Reasons You Might Need a Lung Transplant

People need lung transplants when their lungs can no longer perform their vital function of exchanging oxygen and carbon dioxide. Lung transplant candidates have end-stage lung disease and are expected to live less than two years. They often require continuous oxygen and are extremely fatigued from the lack of oxygen. Their lungs are too diseased to be managed medically, and no other kind of surgery will help them.

Several different diseases can lead to end-stage lung failure:

Chronic Obstructive Pulmonary Disease (COPD)

Chronic obstructive pulmonary disease (COPD) can be caused by asthma, chronic bronchitis or emphysema. Over time, individuals with COPD slowly lose their ability to breathe. Symptoms of COPD range from chronic cough and sputum production to severe, disabling shortness of breath.

Alpha-1 Antitrypsin Deficiency

Alpha-1 antitrypsin deficiency is a hereditary condition in which a lack of alpha-1 antitrypsin—a protein that protects the lungs—results in early-onset lung disease. Smoking greatly increases this risk. The first symptoms of alpha-1 related emphysema often appear between ages 20 and 40 and include shortness of breath following activity, decreased exercise capacity, and wheezing.

Interstitial Lung Diseases

Interstitial Lung Disease (ILD) is a general term that includes a variety of chronic lung disorders such as idiopathic pulmonary fibrosis, sarcoidosis, eosinophilic granuloma, Goodpasture’s syndrome, idiopathic pulmonary hemosiderosis and Wegener’s granulomatosis. When a person has ILD, the lung is affected in four ways:  1) The lung tissue becomes damaged, 2) the walls of the air sacs in the lung become inflamed, 3) scarring begins in the interstitium (tissue between the air sacs), and 4) the lung becomes stiff.

Bronchiectasis

Bronchiectasis is the irreversible widening of the airways.

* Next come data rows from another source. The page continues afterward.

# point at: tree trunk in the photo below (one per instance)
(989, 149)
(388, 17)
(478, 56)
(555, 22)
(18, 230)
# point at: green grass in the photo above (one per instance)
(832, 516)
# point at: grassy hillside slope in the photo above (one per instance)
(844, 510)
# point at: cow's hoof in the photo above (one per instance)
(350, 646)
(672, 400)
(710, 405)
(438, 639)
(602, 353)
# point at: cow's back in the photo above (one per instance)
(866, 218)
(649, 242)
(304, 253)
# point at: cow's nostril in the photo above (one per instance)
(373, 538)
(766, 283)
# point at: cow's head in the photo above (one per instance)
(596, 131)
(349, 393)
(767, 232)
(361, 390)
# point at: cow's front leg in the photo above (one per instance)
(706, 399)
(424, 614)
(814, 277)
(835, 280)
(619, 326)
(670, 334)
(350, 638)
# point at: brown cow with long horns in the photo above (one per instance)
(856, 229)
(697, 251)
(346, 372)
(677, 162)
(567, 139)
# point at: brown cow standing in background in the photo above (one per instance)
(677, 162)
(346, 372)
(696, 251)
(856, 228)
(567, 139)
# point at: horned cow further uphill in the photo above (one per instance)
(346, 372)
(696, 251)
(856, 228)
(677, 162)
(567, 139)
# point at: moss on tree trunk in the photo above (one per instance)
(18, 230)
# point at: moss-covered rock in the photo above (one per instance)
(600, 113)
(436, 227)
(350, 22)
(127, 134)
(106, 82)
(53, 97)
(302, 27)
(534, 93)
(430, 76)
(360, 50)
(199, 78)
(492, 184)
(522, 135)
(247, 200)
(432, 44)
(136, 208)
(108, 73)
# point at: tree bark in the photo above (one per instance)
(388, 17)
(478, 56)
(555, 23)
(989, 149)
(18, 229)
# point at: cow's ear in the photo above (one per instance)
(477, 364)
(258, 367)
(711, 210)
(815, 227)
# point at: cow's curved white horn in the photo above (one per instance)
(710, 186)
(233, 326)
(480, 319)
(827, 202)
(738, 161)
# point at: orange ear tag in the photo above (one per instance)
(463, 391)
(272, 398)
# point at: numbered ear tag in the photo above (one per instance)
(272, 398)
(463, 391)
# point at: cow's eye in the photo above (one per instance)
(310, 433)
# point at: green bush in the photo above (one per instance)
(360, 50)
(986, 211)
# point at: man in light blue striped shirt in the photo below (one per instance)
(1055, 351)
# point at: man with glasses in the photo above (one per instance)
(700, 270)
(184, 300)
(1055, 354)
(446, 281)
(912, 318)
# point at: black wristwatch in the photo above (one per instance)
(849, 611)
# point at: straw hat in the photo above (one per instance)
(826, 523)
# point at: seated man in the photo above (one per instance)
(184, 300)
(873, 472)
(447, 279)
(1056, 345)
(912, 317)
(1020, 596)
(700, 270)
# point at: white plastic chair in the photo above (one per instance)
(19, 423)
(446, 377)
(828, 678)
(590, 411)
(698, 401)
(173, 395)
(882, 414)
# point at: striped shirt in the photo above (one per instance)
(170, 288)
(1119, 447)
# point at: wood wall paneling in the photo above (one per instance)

As airways widen, they become less rigid and more prone to collapse. It also becomes more difficult to clear away secretions. Bronchiectasis can be present at birth, or it can develop later as a result of injury or other diseases (most often cystic fibrosis). It can occur at any age but most often begins in childhood. Symptoms of bronchiectasis include coughing, fever, weakness, weight loss, and fatigue.

Cystic Fibrosis (CF)

Cystic fibrosis is a genetic disease that is recessively inherited, meaning both parents need to have the defective gene. Approximately 30,000 Americans have CF, and about 12 million carry the gene but are not affected by it. CF patients often have respiratory problems including bronchitis,  bronchiectasis,  pneumonia, sinusitis (inflammation of the sinuses), nasal polyps (growths inside the nose), or pneumothorax (collapsed lung). Symptoms of CF include frequent wheezing or pneumonia, chronic cough with thick mucus, persistent diarrhea, salty-tasting skin, and poor growth.